The 5G tests demonstrated the viability and performance of 5G millimeter wave mobility solutions at speeds over 190 km/h (~119 mph)—the fastest record in the world, they said.
As part of the demonstration at Everland Speedway using Samsung’s end-to-end 5G mmWave technology at 28 GHz, the duo demonstrated a successful handover scenario, with Samsung’s 5G device attaching to the 5G base station as it approached the service area and successfully being handed over to the target cell at a speed of 192 km/h, which sounds pretty impressive considering that millimeter wave has been considered by many as OK for fixed wireless but more challenging for mobile applications.
Earlier this year—right before Mobile World Congress in Barcelona—KDDI and Samsung announced they had completed a 5G handover trial using the 28 GHz spectrum band in an outdoor environment, on Tokyo's metropolitan expressway among towering skyscrapers. That involved a device mounted on a vehicle that traveled at a speed limit of 60 km/h between two 5G base stations on a metropolitan expressway.
So it’s no surprise they’re ratcheting it up with the demo at the racetrack—and the announcement comes as the industry prepares to convene in San Francisco for the inaugural Mobile World Congress Americas Sept. 12-14.
“It is becoming increasingly important that we accelerate our focus on 5G’s ability to meet a growing number of performance metrics,” said Woojune Kim, senior vice president and head of Next Generation Strategy in Networks Business at Samsung Electronics, in a press release. “Until now, peak bandwidth has been the common refrain, and certainly a big component of the future of 5G. However, the test we conducted with KDDI will help us build a more diverse portfolio of future 5G use cases.”
“The trial successfully showcased stable performance under high-speed mobility conditions which will dramatically increase the service experience of users in vehicles,” said Akira Matsunaga, senior director for mobile network technical development at KDDI, in the release. “We will continue our joint efforts with Samsung to test next generation technology to unprecedented levels and discover new service cases.”
Samsung says one of the most exciting prospects of 5G technology is the potential for new and highly specialized service scenarios that go beyond traditional smart device connectivity. 5G’s ability to deliver on this promise is directly tied to its ability to meet the unique performance needs of a wide number of increasingly connected industries, from Smart City IoT to Connected Cars and more. Samsung said it also continues to actively explore the potential for 5G-driven services under common high-speed scenarios.

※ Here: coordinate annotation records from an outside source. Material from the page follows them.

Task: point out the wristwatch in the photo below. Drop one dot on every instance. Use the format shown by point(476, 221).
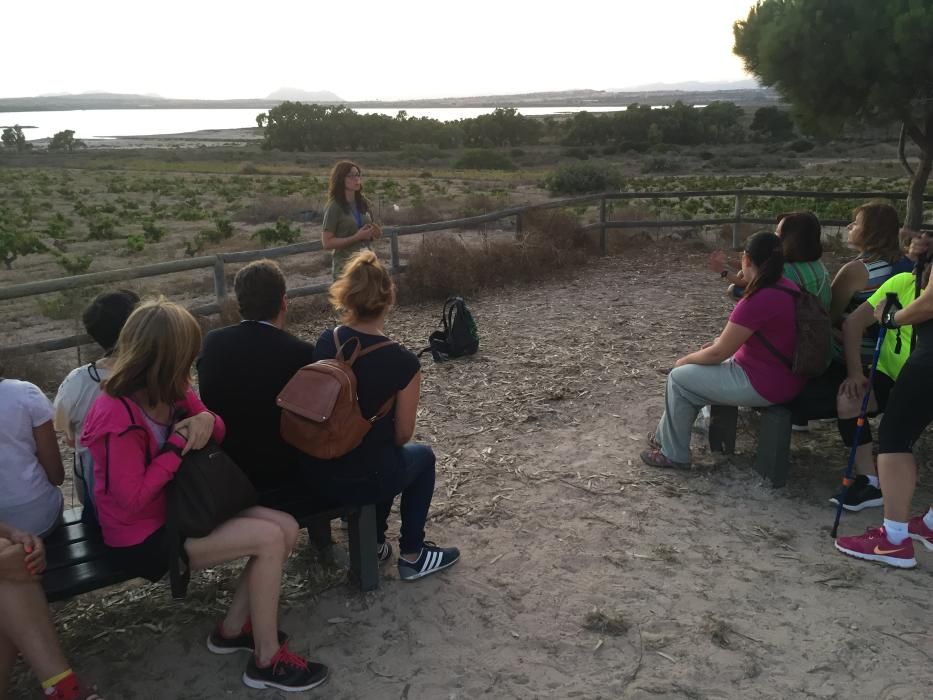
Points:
point(887, 319)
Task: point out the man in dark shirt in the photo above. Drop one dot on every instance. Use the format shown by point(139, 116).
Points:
point(242, 369)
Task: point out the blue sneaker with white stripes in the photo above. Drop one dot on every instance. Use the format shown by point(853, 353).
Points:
point(431, 560)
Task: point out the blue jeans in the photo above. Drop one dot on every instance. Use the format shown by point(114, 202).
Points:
point(407, 470)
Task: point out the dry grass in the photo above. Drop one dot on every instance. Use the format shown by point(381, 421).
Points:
point(447, 264)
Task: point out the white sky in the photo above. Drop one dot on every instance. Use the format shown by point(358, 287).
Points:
point(363, 49)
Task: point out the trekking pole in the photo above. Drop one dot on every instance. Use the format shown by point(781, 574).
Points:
point(847, 480)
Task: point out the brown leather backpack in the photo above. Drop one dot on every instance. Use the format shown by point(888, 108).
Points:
point(320, 410)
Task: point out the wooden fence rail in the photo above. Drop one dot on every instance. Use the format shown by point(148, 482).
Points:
point(219, 261)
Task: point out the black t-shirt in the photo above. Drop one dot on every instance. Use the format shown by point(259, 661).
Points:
point(923, 352)
point(241, 370)
point(379, 375)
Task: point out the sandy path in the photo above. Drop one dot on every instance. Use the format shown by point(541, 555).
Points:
point(584, 574)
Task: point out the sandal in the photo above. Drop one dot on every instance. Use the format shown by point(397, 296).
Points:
point(656, 458)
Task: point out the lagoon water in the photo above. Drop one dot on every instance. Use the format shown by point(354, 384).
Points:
point(109, 123)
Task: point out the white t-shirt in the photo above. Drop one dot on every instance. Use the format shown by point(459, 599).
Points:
point(74, 399)
point(28, 500)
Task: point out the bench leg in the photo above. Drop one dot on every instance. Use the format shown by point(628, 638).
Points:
point(361, 532)
point(321, 541)
point(723, 422)
point(772, 460)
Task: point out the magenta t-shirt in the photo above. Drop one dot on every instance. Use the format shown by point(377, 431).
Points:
point(771, 313)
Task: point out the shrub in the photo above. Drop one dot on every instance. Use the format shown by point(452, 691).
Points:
point(101, 229)
point(222, 230)
point(483, 159)
point(151, 232)
point(193, 246)
point(447, 264)
point(579, 153)
point(580, 178)
point(282, 232)
point(660, 165)
point(77, 265)
point(135, 243)
point(58, 225)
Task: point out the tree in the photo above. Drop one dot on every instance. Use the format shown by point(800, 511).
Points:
point(772, 123)
point(66, 141)
point(853, 62)
point(13, 137)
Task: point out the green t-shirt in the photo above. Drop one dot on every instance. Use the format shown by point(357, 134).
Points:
point(342, 224)
point(889, 361)
point(812, 276)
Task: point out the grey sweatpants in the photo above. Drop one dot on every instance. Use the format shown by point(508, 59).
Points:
point(691, 387)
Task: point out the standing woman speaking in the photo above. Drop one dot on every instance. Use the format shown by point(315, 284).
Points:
point(348, 222)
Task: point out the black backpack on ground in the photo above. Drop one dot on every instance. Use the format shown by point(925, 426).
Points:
point(458, 335)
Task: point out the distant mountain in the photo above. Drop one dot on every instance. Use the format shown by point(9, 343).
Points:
point(694, 86)
point(297, 95)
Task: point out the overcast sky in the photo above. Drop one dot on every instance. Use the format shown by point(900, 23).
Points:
point(364, 49)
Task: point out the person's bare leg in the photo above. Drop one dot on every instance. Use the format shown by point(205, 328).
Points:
point(27, 626)
point(257, 594)
point(847, 408)
point(285, 521)
point(898, 475)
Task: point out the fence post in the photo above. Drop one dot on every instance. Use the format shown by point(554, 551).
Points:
point(220, 280)
point(393, 240)
point(603, 242)
point(738, 219)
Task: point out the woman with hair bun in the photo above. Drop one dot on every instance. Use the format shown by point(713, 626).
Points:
point(742, 366)
point(385, 464)
point(137, 443)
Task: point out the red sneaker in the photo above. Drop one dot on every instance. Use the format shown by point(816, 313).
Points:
point(875, 546)
point(918, 530)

Racetracks are a popular place to conduct 5G speed tests in a controlled environment. Just before Memorial Day of this year, Verizon and Ericsson conducted a demo at Indianapolis Motor Speedway to show how a driver, guided only by a video feed, used virtual reality goggles to steer around the track while the windows were blacked out. The car was going around 60 mph, and the demo used more than 180 beams tracking to keep the connection going strong to the radio in the car.